El fútbol español fue espabilando lentamente con la llegada de Luis Enrique. Por lo menos no parecía comatoso. Se cambió el barroco por la sencillez y un cierto vértigo, pero seguía faltando lo fundamental: gol y centrales. No había gol porque los chavales no estaban educados en el egoísmo innato del goleador. Y no había centrales puesto que la ideología guardiolista había corroído hasta el sentido común más elemental. Dar patadas es del paleolítico y la agresividad un residuo del pasado, así que los centrales son chavales sin complejos que sacan el balón jugado y se adelantan siempre que pueden a los rivales. Eso es el plan. Pero el plan sólo funciona en las películas, y en las españolas, tampoco.

El exilio de Sergio Ramos y los jóvenes del Barça

Como la selección era una selección de niños, se expulsó sin miramientos al único hombre disponible: Sergio Ramos. Y se explicaba una y mil veces que eso era un residuo del pasado y que convenía mirar al futuro. Todo eran chavales con un futuro prometedor y en esas seguimos. Pero parece que el futuro no acaba de llegar. Como un horizonte intermedio pero inalcanzable.

Como en el final de las guerras, unos chicos cada vez más jóvenes, sustituyen a caídos en combate de 20 años. Sus nombres se van acortando, quizás hasta la nada. Pedri, Gavi, Pau. Eso da una impresión de frescura que el juego desmiente con contundencia. Lo hizo James Rodríguez, veterano pintor de batallas con una zurda de miel. Los únicos récords que se baten en la selección son los de precocidad. Ahora es Cubarsí, que ha tardado dos meses desde su debut en primera hasta llegar a la selección.
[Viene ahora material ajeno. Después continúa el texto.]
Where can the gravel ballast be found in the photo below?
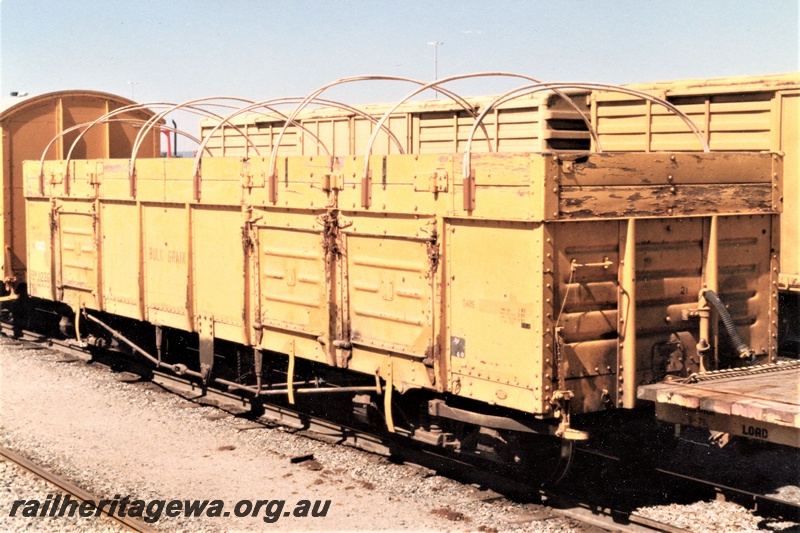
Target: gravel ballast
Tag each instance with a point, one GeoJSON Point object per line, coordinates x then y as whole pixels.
{"type": "Point", "coordinates": [118, 439]}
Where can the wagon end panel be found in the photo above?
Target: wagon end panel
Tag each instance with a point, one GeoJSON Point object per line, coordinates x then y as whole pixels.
{"type": "Point", "coordinates": [388, 295]}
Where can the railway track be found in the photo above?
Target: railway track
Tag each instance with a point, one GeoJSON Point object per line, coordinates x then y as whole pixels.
{"type": "Point", "coordinates": [73, 490]}
{"type": "Point", "coordinates": [559, 501]}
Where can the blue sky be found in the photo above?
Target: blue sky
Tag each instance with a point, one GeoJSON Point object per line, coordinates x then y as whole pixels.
{"type": "Point", "coordinates": [173, 50]}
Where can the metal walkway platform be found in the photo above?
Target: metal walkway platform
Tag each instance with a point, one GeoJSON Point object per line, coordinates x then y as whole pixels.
{"type": "Point", "coordinates": [761, 403]}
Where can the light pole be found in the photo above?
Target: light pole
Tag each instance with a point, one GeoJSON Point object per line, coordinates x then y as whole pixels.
{"type": "Point", "coordinates": [436, 45]}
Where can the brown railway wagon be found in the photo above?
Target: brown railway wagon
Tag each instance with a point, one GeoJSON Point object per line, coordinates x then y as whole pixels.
{"type": "Point", "coordinates": [520, 296]}
{"type": "Point", "coordinates": [748, 113]}
{"type": "Point", "coordinates": [27, 127]}
{"type": "Point", "coordinates": [533, 123]}
{"type": "Point", "coordinates": [534, 283]}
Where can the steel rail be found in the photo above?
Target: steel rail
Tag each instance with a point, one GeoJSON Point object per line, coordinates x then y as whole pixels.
{"type": "Point", "coordinates": [335, 432]}
{"type": "Point", "coordinates": [127, 522]}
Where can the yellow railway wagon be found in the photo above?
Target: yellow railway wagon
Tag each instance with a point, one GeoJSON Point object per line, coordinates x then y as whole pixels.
{"type": "Point", "coordinates": [537, 282]}
{"type": "Point", "coordinates": [751, 113]}
{"type": "Point", "coordinates": [27, 127]}
{"type": "Point", "coordinates": [541, 122]}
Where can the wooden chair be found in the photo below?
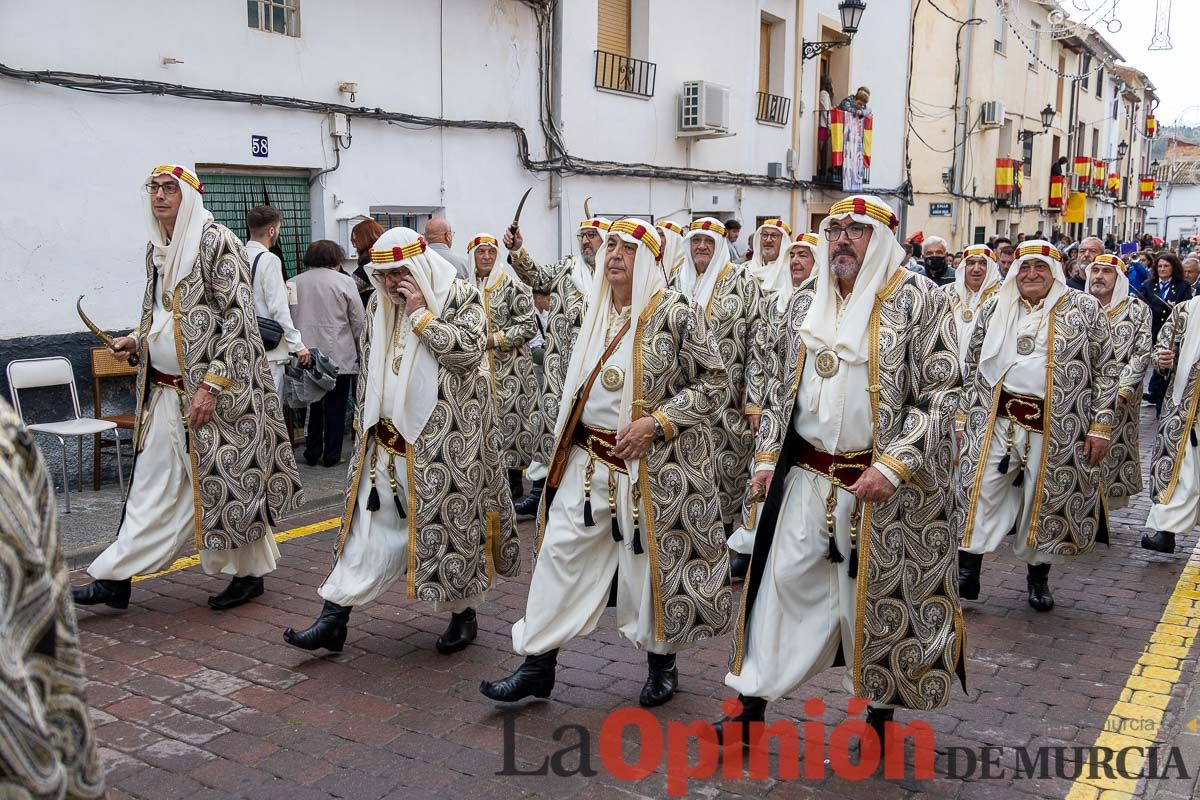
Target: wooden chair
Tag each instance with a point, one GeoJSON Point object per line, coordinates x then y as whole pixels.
{"type": "Point", "coordinates": [105, 367]}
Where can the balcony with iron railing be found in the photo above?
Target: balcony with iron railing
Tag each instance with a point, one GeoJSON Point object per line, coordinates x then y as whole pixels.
{"type": "Point", "coordinates": [773, 109]}
{"type": "Point", "coordinates": [621, 73]}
Lo de Lamine Yamal fue infinitesimal.

Foto: Luis de la Fuente, en rueda de prensa. (EFE/Zipi Aragón)

Se empezó a oír su nombre y ya estaba con la casaca roja puesta: 16 años de lozana juventud. Antes que él fue Gavi, que desde su debut en primera hasta dar el salto a la selección tardó un mes. Pedri tardó algo más, unos 6 meses, más o menos lo mismo que Balde que estuvo en el último mundial sustituyendo a Gayá. Ansu Fati tardó casi un año desde su debut en el Barça hasta su debut en la selección. Ahora parece una eternidad.

El resto de jugadores de otros equipos, tardan mucho más. Dos, tres, cuatro años. O a veces el infinito, como es el caso de Brahim, que con 24 seguía suscitando dudas razonables en la Federación. De los jugadores del Barca, Ansu ya no es de este mundo. Pedri encadena lesiones y bajos estados de forma. De Balde y Gavi no hay noticias, ambos lesionados también, pero los novísimos Lamine y Cubarsí, están predestinados al paraíso. Sin duda llegarán al paraíso. Pero no en esta vida. En esta vida es James Rodríguez el que —por ahora— dicta las sentencias.

Hace unos días, la Selección Española de fútbol jugó un partido amistoso contra Colombia. La Roja estaba llena de jóvenes entusiastas que fueron convenientemente ridiculizados por James Rodríguez. James es un exjugador cuyo ritmo es el de Aníbal cruzando los Alpes subido a un elefante pero con un pie izquierdo que sigue emitiendo destellos de la radiación cósmica original. Esa radiación que ha abandonado definitivamente al fútbol patrio.